Nie zatwardzajcie dzisiaj serc waszych,
lecz słuchajcie głosu Pańskiego. Ps 95 , 8a. 7d
Być człowiekiem sumienia to znaczy wymagać od siebie, podnosić się z własnych upadków i ciągle na nowo się nawracać. św. Jan Paweł II
I znowuż mocne Słowo Boże, które skłania do zrewidowania swojego postępowania.
Jakim miastem jestem? A może i do mnie dzisiaj Pan Jezus mówi – biada Ci! Widzi jak trwam w uporze, w jakichś starych nawykach, jak w okowach, które ograniczają dostęp Bożej łaski…

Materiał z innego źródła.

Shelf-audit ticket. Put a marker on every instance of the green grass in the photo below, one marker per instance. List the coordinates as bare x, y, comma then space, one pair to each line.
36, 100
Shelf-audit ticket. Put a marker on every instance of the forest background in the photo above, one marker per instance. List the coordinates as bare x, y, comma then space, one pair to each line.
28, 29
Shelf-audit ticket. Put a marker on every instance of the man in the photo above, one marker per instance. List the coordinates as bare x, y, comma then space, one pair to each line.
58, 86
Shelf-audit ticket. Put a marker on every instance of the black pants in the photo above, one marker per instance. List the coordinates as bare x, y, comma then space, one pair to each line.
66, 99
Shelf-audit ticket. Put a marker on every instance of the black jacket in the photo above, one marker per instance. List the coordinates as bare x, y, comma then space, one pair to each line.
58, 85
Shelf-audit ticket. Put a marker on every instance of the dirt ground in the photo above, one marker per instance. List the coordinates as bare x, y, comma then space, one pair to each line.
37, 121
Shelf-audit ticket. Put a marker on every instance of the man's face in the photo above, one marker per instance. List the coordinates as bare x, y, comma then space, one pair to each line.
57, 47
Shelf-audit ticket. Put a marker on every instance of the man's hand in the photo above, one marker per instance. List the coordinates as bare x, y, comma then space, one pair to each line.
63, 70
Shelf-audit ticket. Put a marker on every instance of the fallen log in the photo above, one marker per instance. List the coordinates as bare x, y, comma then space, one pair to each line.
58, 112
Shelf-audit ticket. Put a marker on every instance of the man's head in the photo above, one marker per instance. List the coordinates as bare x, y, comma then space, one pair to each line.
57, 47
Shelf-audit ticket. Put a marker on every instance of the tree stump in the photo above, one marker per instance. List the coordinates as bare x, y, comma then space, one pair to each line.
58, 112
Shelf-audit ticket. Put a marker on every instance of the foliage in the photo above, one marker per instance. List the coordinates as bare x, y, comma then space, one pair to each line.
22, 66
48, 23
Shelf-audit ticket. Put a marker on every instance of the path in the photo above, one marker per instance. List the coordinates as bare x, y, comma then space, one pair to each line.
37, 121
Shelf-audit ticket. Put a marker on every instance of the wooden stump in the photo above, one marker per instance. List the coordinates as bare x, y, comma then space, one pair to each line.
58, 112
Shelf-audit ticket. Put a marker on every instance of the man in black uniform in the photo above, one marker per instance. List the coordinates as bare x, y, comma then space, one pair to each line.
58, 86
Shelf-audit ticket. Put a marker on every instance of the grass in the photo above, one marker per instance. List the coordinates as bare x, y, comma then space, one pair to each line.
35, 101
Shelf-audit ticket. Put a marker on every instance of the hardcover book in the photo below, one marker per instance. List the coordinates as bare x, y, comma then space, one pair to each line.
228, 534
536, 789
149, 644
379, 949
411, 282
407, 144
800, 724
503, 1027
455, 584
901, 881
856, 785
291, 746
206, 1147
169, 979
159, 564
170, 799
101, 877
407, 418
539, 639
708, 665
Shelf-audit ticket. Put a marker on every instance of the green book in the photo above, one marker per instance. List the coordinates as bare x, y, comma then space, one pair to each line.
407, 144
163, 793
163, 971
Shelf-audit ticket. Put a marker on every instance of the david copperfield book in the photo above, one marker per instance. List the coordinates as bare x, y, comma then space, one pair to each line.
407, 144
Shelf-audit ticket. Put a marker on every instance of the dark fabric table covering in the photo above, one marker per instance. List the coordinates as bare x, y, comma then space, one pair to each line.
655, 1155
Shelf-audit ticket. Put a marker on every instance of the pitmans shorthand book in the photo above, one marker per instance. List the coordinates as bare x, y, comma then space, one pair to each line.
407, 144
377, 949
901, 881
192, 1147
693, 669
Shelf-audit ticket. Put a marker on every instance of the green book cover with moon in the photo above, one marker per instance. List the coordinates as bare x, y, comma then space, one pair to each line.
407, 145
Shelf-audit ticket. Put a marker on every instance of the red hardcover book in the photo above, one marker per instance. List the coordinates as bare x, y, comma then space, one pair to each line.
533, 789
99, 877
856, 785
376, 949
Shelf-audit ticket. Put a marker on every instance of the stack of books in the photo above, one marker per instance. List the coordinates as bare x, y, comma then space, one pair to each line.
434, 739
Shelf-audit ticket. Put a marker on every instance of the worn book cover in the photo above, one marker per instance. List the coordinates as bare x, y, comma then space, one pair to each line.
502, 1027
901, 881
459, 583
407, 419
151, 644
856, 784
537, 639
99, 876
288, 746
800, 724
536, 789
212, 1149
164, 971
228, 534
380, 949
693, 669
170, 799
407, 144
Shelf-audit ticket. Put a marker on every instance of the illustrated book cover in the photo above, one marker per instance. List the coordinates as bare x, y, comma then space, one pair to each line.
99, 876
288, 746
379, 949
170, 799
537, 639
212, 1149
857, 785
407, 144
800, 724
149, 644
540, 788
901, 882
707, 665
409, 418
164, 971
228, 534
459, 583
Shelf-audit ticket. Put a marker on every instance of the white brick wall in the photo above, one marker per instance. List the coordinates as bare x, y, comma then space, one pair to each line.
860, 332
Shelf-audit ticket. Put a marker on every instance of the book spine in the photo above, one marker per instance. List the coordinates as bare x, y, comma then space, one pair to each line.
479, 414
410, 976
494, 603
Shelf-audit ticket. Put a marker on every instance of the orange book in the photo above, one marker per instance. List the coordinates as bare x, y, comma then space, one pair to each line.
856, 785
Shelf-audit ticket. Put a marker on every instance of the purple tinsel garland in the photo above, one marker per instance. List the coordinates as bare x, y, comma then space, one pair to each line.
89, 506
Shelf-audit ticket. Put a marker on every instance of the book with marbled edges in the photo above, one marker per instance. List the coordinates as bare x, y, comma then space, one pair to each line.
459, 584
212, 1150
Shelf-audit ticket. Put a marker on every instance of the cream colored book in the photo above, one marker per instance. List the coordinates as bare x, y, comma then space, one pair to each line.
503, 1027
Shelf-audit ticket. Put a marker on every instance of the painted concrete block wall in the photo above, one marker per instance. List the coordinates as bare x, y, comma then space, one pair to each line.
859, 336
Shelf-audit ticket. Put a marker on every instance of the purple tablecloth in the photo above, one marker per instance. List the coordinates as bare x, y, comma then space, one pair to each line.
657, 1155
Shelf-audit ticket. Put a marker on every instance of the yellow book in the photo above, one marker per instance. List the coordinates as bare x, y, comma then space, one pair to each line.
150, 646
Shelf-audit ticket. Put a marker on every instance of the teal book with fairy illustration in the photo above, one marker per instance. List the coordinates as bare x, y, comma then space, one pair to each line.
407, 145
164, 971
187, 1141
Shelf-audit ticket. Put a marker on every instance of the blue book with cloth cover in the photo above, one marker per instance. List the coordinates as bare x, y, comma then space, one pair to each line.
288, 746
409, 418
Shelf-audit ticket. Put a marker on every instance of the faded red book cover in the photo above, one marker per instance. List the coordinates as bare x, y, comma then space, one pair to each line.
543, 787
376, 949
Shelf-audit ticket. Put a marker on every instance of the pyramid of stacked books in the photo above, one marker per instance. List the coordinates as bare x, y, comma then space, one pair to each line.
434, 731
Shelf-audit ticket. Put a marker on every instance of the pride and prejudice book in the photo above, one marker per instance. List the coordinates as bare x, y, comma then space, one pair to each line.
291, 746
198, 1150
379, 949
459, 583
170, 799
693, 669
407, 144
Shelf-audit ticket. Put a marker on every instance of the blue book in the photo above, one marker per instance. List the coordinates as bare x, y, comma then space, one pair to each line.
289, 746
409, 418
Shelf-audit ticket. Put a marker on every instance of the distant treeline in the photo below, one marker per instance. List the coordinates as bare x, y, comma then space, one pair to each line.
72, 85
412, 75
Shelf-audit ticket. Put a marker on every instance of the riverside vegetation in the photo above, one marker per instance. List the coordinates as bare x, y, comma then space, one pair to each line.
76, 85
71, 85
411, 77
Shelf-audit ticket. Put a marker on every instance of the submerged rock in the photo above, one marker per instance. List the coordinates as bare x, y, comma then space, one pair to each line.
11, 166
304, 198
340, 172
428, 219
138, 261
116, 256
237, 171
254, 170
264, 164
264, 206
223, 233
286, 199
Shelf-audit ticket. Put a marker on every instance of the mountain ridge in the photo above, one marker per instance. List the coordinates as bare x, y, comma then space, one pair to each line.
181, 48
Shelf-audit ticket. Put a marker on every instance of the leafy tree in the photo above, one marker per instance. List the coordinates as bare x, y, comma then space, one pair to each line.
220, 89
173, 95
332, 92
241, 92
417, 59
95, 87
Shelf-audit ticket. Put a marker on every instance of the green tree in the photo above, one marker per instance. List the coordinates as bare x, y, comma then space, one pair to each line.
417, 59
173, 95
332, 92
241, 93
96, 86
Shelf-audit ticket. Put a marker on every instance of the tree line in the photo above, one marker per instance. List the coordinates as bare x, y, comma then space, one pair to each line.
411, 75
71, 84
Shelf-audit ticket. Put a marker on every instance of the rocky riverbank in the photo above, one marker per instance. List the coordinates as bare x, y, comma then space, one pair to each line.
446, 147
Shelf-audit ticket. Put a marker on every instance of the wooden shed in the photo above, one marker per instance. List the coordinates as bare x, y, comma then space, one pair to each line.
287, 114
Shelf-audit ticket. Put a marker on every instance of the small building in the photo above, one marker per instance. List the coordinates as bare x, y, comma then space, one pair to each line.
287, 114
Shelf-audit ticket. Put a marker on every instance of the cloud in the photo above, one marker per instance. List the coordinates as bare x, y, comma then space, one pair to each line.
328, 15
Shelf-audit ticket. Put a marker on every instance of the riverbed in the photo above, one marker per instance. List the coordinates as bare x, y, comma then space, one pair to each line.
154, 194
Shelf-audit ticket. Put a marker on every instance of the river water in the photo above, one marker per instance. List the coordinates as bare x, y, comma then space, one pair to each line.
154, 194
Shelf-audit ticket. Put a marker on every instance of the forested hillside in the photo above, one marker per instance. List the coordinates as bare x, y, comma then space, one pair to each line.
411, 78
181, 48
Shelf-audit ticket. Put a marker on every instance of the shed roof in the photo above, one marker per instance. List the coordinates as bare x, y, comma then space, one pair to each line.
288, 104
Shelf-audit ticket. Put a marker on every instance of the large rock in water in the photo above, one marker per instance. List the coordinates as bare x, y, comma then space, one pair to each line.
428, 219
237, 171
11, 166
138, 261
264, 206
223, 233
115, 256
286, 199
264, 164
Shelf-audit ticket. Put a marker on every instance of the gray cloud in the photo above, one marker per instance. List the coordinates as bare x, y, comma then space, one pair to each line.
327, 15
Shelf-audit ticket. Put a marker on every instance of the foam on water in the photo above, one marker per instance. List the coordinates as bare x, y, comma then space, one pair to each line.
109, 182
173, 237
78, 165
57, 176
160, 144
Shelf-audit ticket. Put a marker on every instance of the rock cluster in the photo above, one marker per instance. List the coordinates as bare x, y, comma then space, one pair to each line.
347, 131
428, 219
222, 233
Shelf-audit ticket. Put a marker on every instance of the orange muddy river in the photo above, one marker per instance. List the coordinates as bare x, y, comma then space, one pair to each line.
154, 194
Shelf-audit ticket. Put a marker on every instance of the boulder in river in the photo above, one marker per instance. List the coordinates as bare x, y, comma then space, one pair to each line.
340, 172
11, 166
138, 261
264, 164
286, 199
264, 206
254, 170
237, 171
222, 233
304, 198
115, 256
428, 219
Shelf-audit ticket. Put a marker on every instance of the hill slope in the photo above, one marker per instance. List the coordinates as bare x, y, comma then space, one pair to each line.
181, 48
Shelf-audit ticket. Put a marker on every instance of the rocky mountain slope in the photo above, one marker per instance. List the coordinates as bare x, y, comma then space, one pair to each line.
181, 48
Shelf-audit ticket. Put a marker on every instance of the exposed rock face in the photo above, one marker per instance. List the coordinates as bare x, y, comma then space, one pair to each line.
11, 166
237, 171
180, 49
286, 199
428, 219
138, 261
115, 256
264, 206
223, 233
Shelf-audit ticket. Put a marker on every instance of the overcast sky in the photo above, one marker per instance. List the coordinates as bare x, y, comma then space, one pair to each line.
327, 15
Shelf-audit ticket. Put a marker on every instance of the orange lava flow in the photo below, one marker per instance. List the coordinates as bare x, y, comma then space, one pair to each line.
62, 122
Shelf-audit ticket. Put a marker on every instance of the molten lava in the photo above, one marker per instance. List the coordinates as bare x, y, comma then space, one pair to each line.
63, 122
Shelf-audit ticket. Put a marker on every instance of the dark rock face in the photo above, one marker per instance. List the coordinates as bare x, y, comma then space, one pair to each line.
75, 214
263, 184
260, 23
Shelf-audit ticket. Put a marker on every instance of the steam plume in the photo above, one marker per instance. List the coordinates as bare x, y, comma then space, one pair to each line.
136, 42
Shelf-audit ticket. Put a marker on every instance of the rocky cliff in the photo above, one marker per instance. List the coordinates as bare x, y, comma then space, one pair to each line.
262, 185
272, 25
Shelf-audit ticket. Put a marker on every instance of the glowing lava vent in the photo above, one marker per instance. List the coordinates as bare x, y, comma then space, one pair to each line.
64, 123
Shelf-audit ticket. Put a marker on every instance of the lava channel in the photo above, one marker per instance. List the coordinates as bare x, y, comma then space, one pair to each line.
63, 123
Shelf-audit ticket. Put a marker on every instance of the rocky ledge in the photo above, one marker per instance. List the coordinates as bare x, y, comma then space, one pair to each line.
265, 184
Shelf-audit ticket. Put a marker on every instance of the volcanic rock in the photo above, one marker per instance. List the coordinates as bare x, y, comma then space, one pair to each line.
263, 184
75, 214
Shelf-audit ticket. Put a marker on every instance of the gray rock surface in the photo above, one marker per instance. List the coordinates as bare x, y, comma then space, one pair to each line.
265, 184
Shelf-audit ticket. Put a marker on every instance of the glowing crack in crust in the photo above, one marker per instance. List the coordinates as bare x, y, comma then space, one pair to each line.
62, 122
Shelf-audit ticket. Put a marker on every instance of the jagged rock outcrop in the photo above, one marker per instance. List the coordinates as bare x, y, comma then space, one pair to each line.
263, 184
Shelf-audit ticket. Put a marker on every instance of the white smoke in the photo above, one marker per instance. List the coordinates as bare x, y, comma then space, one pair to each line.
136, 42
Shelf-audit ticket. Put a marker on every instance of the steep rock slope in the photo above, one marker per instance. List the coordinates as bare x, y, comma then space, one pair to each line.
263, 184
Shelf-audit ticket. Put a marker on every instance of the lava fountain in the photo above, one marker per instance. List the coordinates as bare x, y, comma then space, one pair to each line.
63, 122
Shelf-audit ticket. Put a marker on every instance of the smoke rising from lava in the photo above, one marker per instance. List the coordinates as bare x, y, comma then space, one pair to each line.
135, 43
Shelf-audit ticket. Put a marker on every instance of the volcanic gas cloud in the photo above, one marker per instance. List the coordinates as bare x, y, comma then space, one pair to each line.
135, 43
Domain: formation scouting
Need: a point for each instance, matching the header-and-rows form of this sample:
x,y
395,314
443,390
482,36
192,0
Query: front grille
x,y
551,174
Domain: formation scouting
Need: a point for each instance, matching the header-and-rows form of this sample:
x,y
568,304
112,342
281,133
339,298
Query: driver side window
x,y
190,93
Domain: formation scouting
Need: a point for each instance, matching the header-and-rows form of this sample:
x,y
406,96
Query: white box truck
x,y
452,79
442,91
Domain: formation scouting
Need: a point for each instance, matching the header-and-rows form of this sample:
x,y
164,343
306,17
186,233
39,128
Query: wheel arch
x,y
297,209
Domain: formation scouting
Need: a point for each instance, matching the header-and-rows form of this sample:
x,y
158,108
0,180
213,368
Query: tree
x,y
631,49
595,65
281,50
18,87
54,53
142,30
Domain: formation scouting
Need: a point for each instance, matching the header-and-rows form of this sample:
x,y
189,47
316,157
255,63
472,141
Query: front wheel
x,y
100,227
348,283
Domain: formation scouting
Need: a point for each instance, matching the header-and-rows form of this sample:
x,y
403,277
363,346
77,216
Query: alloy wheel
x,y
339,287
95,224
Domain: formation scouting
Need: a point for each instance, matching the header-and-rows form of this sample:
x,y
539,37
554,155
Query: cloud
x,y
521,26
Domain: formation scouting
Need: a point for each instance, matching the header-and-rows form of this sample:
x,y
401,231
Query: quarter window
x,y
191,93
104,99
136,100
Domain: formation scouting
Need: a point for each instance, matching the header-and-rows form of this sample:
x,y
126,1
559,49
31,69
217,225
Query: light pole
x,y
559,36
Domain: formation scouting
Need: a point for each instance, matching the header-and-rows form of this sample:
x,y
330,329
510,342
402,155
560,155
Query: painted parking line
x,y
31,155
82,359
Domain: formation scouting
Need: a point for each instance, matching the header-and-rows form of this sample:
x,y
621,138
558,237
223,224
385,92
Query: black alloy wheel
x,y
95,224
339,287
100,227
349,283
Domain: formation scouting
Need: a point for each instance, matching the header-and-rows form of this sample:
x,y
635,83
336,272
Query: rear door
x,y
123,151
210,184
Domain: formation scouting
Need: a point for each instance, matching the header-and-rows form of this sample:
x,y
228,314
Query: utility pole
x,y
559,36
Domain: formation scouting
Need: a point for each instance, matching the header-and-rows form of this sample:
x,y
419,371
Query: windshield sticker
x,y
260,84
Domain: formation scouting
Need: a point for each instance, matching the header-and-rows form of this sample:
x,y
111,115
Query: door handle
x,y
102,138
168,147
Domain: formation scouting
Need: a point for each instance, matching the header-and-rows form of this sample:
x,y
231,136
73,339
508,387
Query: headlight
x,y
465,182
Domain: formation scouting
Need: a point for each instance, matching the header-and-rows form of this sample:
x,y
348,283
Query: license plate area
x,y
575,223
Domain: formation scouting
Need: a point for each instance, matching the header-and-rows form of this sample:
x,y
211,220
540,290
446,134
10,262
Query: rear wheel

Tak jak wczoraj pisałam – nie można pójść za Chrystusem, a wciąż trwać w grzechu. Każdy z nas grzeszy, bo już taka niedoskonała natura ludzka… ale trwanie w tym co złe, co niegodne ucznia Chrystusa, upodabnia nas do tego, któremu zależy byśmy pozostali w chaosie…
Przysiądźmy dzisiaj razem z Najświętszą Panienką z Góry Karmel, której wspomnienie obchodzimy, i od Niej uczmy się zasłuchania, zaufania i wierności Słowu, jednocześnie prosząc Ją, by nas ochraniała, wstawiała się za nimi, i prowadziła nas bezpiecznie ku radości życia wiecznego.
Matko Boża Szkaplerzna, módl się za nami!